The Brontës Went To Woolworths by Rachel Ferguson
Quirky, whimsical, and eccentric are the words that spring easily to mind when describing this book. Since I enjoy all of those in fiction, I found it a delight, albeit a difficult to describe one.
The Brontes Went to Woolworths throws you, from the very first page, right into the rich fantasy life of the Carne family, a trio of sisters and their widowed mother. Told primarily by the eldest, Deirdre, we learn of their family enjoyment of imaginary friends. Some of these are of the familiar sort, pets with lives and attitudes, former nursery toys who have moved abroad; and some are real people with whom they have taken a fancy, and created lives for and imaginary relationships with.
One gets the sense that, since most of these characters are male, and older, that the loss of their father looms large in these fantasies, but this is not analyzed or explored. Nothing is. It is simply told, which I find delightful. I like that the author throws you right into their lives, and leaves you to sort out which bits are imaginings and which are real.
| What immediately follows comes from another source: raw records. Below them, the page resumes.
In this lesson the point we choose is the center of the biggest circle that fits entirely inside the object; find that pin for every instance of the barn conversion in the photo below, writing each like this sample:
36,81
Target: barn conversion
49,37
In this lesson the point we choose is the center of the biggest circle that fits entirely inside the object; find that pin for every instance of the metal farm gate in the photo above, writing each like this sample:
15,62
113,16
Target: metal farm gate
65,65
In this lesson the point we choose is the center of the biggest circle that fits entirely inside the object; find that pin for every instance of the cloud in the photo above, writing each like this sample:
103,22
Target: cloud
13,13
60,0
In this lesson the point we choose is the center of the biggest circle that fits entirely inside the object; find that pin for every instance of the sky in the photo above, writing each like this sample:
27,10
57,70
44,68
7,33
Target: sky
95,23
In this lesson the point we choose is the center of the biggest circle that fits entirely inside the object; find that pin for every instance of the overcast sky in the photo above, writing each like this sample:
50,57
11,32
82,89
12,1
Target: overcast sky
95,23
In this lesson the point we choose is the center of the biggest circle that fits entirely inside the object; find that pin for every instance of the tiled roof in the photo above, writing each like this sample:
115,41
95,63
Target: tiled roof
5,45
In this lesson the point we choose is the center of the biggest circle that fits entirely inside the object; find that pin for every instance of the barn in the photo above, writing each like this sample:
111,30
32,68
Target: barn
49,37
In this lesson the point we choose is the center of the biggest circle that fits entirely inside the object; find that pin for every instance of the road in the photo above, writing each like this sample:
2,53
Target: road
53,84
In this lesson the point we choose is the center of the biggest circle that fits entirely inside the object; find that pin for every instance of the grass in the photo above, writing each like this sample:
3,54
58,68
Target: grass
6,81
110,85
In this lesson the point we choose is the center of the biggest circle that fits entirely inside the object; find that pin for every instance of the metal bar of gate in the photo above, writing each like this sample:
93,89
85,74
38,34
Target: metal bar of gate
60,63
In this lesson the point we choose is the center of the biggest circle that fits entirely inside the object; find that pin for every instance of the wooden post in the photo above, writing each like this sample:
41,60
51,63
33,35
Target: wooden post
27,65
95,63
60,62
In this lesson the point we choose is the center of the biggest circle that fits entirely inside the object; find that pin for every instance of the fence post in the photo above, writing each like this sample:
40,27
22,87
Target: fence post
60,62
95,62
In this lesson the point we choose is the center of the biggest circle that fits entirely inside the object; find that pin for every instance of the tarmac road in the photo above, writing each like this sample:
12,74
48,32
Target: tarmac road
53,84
She also throws in an occasional letter from a governess to her family, so we get glimpses of how the family is perceived by outsiders.
About midway through the book, Deirdre meets an object of their fantasy lives: Lord Doddington, an elderly judge with whom the family became infatuated when their mother had jury duty. Watching the integration of the real Doddington and his wife into the Carne's lives was so sweet.
Ferguson creates such sympathetic characters, with so little exposition. It begins and ends abruptly, as if a window had been opened and closed, and yet the story within is enough. (This was a delightful contrast to the last novel I read, Game of Thrones, which was all exposition and not enough story.)